「絶対にロシアの二の舞は踏まない絶対にだ」という決意

その点では解りやすい人たちではあるのかなぁと。


習近平新体制が発足、汚職対策に意欲 中国 写真3枚 国際ニュース:AFPBB News
少し出遅れましたけども、名実共に「世界第二位」の大国たる中国さんちも新しい顔ぶれが出揃ったそうで。
――で、蓋を開けてみれば見事に反改革な人たちだったと。共産党汚職や腐敗は共産党内部の自分たちが自らの手で正すのであって、その改善策を西欧型へのシステムの改革や外部からの監視に求めることなど決してありえない。共産党の腐敗を正すのは格差是正云々からではなく、まず第一義的に中国共産党の延命の為である、という清清しいまでの決意。まぁいつもの規定路線であると言ってしまっては身も蓋もありませんけど。


さて置き、この辺のお話を観測していて面白かったのが、今回中国のトップに立った習さんが1991年の当時体制危機に陥ったロシアを評したとされる次の言葉であります。

ソ連人民は今貧困の中にいる。民主化の代償だ。我々はソ連と同じ道をたどってはならない」*1

実際、現状のロシアの政治と言えばまぁ見事な「ご覧の有様だよ!」なわけで。その言葉には現在から振り返ってみても正しい認識であると認めざるをえないでしょう。当時欧米を中心に「ロシアの民主化」は盛んに宣伝されていたものの、しかし見事に今のプーチン支配の現状は民主主義政治とはまったくかけ離れた所に行き着いている。
それは経済に関しても全く同様で、あのソ連の崩壊とその後の民主化運動以後、大多数のロシア国民はものの見事に経済的困窮へと転落していったわけであります。多くの産業は壊滅する一方で、資源輸出だけでなんとか踏みとどまっている現状。政治も経済も「ご覧の有様な」ロシアさんち。
現状のそんな有様を見れば、あんな風には絶対にならないようにしよう、という決意も解らなくはありませんよね。経済危機をこじらせるとソ連のように中央政治への致命的なダメージとなるのは避けられないし、同時に下手な政治改革は混沌しか生み出さない。ロシアが身をもって示してみせた余りにも重過ぎる教訓。
まさに空母や戦闘機やロケットを学び模倣するのと同様に、ロシアの政治や経済からもきちんと学んでいる。ダメなところは模倣しないようにしよう、なんて。
西欧の皆さんが上から目線で教える「われわれのやり方を学ぶべきだ」という所からは少し離れていますけど、その意味では現状の中国さんちの大戦略としては「ロシア化を避ける」という一点で、まぁそれなりに教訓から学び一貫しているのかなぁと思ったりします。
その一方で、焼身自殺の相次ぐチベットなんかは見事にチェチェン化一歩手前という感じで、その辺のこともできれば学習していただければなぁと思わずにはいられませんが。
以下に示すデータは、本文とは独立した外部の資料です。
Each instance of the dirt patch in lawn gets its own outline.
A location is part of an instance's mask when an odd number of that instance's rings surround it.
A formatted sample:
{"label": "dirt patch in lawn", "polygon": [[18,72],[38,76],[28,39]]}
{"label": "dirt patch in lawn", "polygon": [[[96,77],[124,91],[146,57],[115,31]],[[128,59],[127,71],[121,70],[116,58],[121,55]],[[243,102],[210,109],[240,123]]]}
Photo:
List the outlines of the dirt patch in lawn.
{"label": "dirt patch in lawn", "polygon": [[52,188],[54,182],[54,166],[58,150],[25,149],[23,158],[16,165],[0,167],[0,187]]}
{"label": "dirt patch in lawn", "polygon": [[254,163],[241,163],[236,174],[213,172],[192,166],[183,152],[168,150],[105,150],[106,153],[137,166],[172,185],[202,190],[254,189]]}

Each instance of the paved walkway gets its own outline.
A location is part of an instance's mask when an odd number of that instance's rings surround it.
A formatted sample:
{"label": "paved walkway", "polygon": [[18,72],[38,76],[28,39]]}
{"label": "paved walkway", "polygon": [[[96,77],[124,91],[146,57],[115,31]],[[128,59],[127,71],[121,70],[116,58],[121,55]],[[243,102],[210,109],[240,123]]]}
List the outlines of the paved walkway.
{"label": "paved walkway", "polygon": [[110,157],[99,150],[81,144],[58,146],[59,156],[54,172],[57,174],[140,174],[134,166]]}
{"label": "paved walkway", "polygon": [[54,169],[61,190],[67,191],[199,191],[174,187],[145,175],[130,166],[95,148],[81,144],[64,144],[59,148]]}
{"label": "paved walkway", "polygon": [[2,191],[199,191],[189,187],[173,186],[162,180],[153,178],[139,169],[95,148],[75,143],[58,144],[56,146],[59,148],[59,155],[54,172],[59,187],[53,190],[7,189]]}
更にもう一つ、そんな中国さんちが対米関係という点で実はロシアのそれからあまり教訓を得られない分野があるんですよね。『エネルギー安全保障』というどうしようもなく避けられない問題が。この辺は長くなりそうなので次回。
何はともあれ、西欧だろうがロシアだろうがどっちでもいいので、出来れば前例に習って欲しいなぁと思う所ではあります。まぁ今後益々『未知との遭遇』がネックになっていくんでしょうけども。